1. Because Adam meets and talks with God (Gen 2:15-17), was man created for the purpose of providing fellowship for God? Consult Job 41:11; John 17:5, 24; Acts 17:24-25.

It has been implied that God created man for fellowship; however, God did not need to create man nor is He dependent on creation to be completely happy or completely fulfilled. God already had perfect love, fellowship and communication for all eternity within the Trinity.

John 17:5 reveals that there was a sharing of glory between the Father and the Son before creation.

John 17:24 reveals that there was love and communication between the Father and the Son before creation.

No one contributed anything to God that did not first come from God (Job 41:11). God does not need anything from human beings (Acts 17:24-25).

God is a distinctly unique being. Not only does He not need creation for anything, He could not need creation for anything. God is absolutely independent and self-sufficient.

2. Why was man created? Study Isaiah 43:7 and 62:3-5.

In his exhortation to the nation of Israel, Isaiah reveals that God created man for "His glory" (Isa 43:7). But what does "glory" mean?

"God's glory" refers to God's all encompassing goodness. The Bible may use this definition in 2 senses:

1. Glory in an abstract sense to describe His character.

Then Moses said, "Please, show me Your glory!" And He said, "I Myself will make all My goodness pass before you, and will proclaim the name of the Lord before you; and I will be gracious to whom I will be gracious, and will show compassion to whom I will show compassion." (Ex 33:18-19).

2. Glory in a tangible and visible sense.

In this sense God's moral goodness is seen as the pillar of cloud and fire (Ex 13:21; Lev 9:23-24; 1 Ki 8:11).

God's all encompassing goodness is seen in the form of Jesus Christ (John 2:11). Jesus shares His divine glory with Christians (John 17:5-6, 22) so that Believers may be transformed into the glorious image of God (2 Cor 3:18).

God is the object being glorified through the lives of Christians. Christians will be fully glorified at the end of time in God's heavenly presence (Rom 5:2; Col 3:4) where the glory of God will be seen everywhere (Rev 21:23).

3. With the above in view and the verses below, what conclusions do you draw for the question "why was man created?"

Then God said, "Let Us make mankind in Our image, according to Our likeness; and let them rule over the fish of the sea and over the birds of the sky and over the livestock and over all the earth, and over every crawling thing that crawls on the earth." So God created man in His own image, in the image of God He created him; male and female He created them. (Gen 1:26-27)

Therefore they said to Him, "What are we to do, so that we may accomplish the works of God?" Jesus answered and said to them, "This is the work of God, that you believe in Him whom He has sent." (John 6:28-29)

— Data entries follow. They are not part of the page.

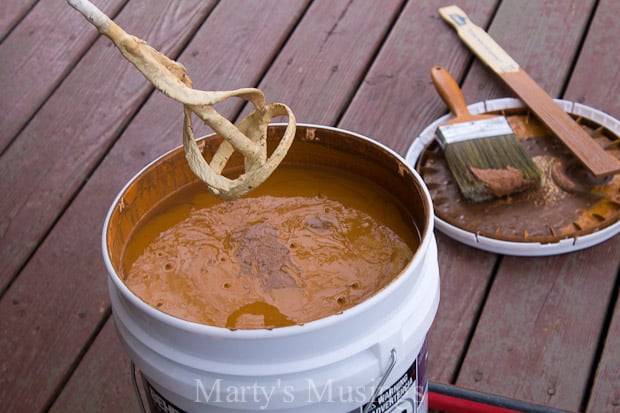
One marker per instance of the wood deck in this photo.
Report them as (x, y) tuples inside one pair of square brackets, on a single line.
[(77, 121)]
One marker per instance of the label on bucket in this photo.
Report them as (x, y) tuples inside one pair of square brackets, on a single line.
[(407, 394)]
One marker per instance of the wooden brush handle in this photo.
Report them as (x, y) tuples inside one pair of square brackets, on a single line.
[(594, 157), (450, 92), (479, 41)]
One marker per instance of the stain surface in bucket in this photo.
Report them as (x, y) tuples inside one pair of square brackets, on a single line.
[(307, 244)]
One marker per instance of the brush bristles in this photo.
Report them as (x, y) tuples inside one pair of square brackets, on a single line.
[(499, 153)]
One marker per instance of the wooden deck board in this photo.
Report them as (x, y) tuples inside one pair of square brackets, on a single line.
[(605, 396), (543, 347), (603, 94), (36, 57), (384, 109), (330, 50), (156, 129), (362, 66), (539, 330), (39, 179), (54, 154), (11, 12), (102, 382)]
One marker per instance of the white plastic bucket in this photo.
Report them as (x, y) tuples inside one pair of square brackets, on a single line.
[(375, 350)]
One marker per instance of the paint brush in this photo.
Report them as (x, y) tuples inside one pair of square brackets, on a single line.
[(591, 155), (485, 157)]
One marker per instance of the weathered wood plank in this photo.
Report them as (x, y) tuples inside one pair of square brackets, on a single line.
[(543, 37), (603, 94), (52, 156), (540, 327), (103, 381), (10, 14), (41, 338), (393, 105), (596, 78), (52, 308), (605, 396), (317, 73), (37, 55), (537, 335)]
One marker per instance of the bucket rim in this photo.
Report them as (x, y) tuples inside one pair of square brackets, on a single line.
[(426, 238)]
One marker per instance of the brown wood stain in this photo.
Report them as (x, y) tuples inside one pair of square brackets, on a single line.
[(307, 244)]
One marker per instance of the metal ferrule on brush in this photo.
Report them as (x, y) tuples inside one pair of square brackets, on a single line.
[(486, 128)]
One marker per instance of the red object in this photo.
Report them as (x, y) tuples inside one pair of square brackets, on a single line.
[(450, 404)]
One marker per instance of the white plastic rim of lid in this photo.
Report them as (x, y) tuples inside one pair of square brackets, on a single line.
[(526, 249), (356, 344)]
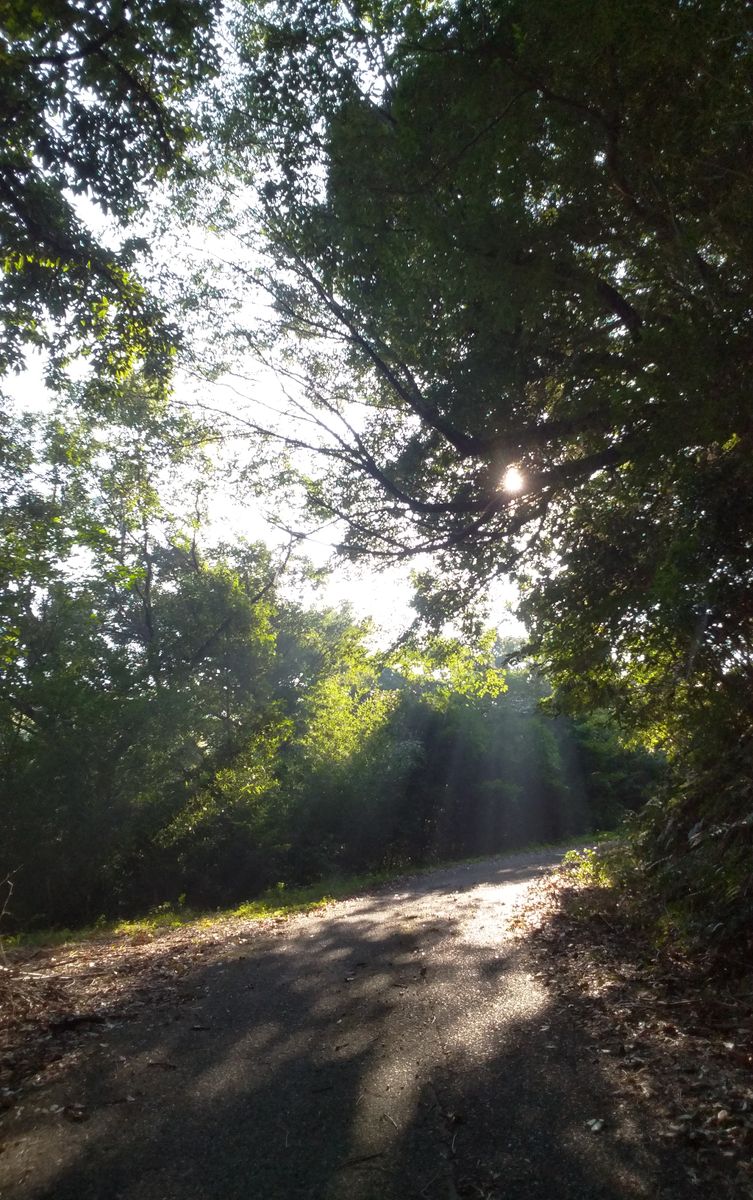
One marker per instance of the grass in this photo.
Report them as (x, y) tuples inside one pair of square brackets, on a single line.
[(279, 901)]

Therefore, whether you eat or drink, or whatever you do, do all things for the glory of God. Do not offend Jews or Greeks, or the church of God; just as I also please everyone in all things, not seeking my own benefit but the benefit of the many, so that they may be saved. (1 Cor 10:31-33)

Believers are visibly seen and abstractly represent God's all encompassing goodness to the world. With an understanding of why man was created, the purpose of man becomes clear. Human beings are to "do all to the glory of God" by doing the work of God so that the world will "believe in Him whom He has sent."

Among all of His creations, God has determined that human beings would be meaningful to Him; He chose to delight in His people and to allow us to bring joy to His heart (Isa 62:3-5)

"Love the Bible and wisdom will love you; and it will preserve you; honor it and it will embrace you; these are the jewels which you should wear on your breasts and in your ears."

St. Jerome, Epist. CXXX, 400 A.D.


1. Grudem W, Systematic Theology, Grand Rapids, MI: Zondervan (1994).

2. Youngblood RF, Bruce FF, and Harrison RK, eds, Nelson's New Illustrated Bible Dictionary, Nashville, TN: Thomas Nelson (1995).